Fittingly, director Clarence Brown opens with a written quote attributed to a thinker who eulogized the power of the individual, Ralph Waldo Emerson: “The true test of civilization is, not the census, nor the size of cities, nor the crops—no, but the kind of man the country turns out.”
Lending Brown’s lab scenes authenticity are technical advisors William A. Simonds from the Edison Institute in Michigan and Norman R. Speiden, director of Historical Research at Thomas A. Edison Inc. in New Jersey.

A Life Long-Lived
The 40-year-old Tracy brings the required voltage to his role, playing a convincingly youthful Edison. Equally convincingly, he also plays an aged Edison. When anticipating some private victory, he bites his lower lip as he grins. He lends impishness to some moments but doggedness to others.In one scene, Edison chirpily asks Taggart’s secretary for the appointment he’s been seeking for weeks. The secretary, not budging from his seat, snootily refuses. Unsmiling, unblinking, Edison freezes. His clenched teeth cause the veins in his temples to pop out. His voice, now tones lower, commands the secretary to go in and ask. He does.
At the golden jubilee of the discovery of electric light, hosted within a replica of Independence Hall, the toastmaster clarifies that Edison has framed “a new kind of Declaration of Independence. He has declared through his work, and with a force greater than that of any man now living, the freedom of the human mind.”
No matter how free the human mind is or wants to be, it can’t do much without a system that sows, cultivates, and harvests that freedom. This isn’t the kind of crony, oligarchic, or state-manipulated capitalism that give capitalism a bad name. It’s one run with integrity, where entrepreneurship, innovation, and competition thrive.
It’s here that Edison flourishes; he borrows capital to innovate and uses the profits to repay creditors. He then pumps proceeds back into further research. He leverages an expanding asset base as collateral for more borrowing, but also for new industry and investment.

The real-life Edison bagged over 2,000 global patents. This was staggering for his time and a record even until the 21st century, when newer inventors bettered his example. Those innovations spawned industries worldwide that today are worth trillions of dollars. Over decades, they granted billions of global citizens new jobs and created entirely new careers in the bargain.

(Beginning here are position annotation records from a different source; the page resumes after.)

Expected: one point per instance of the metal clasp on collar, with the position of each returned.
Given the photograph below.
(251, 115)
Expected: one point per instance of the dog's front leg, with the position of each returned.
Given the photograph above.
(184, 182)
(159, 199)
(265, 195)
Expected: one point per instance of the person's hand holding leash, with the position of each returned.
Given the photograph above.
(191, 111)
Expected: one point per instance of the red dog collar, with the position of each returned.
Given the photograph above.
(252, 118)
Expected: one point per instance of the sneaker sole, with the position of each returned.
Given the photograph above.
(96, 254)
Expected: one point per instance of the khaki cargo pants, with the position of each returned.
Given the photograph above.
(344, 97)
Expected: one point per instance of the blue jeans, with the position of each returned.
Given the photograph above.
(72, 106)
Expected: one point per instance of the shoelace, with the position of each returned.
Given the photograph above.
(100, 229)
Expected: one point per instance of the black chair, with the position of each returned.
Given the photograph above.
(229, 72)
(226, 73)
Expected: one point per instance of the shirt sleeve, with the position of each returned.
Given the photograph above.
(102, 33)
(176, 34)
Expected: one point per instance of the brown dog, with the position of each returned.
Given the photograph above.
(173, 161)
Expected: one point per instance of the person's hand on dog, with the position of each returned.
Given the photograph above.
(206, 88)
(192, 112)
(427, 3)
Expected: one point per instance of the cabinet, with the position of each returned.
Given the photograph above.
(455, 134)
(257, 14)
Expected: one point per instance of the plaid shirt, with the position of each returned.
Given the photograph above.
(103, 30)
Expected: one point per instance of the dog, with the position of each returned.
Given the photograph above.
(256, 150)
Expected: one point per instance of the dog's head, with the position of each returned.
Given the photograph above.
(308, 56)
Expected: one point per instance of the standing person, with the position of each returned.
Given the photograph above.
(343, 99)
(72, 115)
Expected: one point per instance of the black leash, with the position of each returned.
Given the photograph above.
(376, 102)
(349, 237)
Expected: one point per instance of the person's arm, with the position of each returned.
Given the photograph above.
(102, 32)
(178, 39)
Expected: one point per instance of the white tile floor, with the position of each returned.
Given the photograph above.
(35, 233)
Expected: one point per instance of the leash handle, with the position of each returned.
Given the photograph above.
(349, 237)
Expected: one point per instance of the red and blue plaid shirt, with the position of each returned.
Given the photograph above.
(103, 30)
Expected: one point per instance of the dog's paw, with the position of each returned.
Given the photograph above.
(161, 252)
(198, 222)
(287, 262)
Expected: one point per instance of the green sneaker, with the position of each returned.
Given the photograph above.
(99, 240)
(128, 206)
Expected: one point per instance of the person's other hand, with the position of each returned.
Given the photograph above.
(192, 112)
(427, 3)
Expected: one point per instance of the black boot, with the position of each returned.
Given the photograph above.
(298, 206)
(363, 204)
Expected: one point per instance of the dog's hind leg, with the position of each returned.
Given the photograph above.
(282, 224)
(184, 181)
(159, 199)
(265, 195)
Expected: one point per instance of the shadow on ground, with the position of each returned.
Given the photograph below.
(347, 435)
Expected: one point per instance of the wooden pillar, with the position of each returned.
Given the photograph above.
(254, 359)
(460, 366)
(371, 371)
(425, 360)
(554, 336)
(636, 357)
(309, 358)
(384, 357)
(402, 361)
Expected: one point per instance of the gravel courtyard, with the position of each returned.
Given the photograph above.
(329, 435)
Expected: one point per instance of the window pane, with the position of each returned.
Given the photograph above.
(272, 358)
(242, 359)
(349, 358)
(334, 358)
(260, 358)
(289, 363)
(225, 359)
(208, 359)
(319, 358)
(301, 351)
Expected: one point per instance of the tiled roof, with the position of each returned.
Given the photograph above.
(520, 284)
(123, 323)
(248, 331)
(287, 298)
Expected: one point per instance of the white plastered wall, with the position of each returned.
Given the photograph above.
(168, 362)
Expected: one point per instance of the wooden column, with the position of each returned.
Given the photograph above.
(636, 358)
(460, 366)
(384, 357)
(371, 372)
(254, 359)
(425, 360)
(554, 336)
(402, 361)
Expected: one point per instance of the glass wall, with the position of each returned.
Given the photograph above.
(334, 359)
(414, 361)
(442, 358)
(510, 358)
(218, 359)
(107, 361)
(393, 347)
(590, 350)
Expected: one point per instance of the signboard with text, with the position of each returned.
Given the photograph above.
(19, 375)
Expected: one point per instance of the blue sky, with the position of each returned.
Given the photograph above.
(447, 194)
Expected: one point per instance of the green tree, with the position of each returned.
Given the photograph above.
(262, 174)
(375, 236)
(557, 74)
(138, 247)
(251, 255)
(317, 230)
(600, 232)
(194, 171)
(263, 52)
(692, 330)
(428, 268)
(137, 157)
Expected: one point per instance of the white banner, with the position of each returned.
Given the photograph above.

Responding to the toastmaster’s tribute, Edison sounds a note of caution. Man’s God-given ingenuity, however admirable, must be tempered by the value of balance by respecting man’s equally God-given humanity. Otherwise, technology may eventually become the monster that some suspect will assure man’s destruction.
In the twilight of his career, asked by schoolchildren what the greatest invention is, Edison answers only half-jokingly, “A blade of grass.”
Edison is hinting at a higher power, which man should acknowledge as the source of all creation and all invention. He’s implying that, for all the boasts of human advancement, man still can’t invent grass, something tender and complex. It’s always green, and the leaves are seemingly identical yet every blade’s a different shade of green.
Edison, too, was a man, like any other yet also like no other.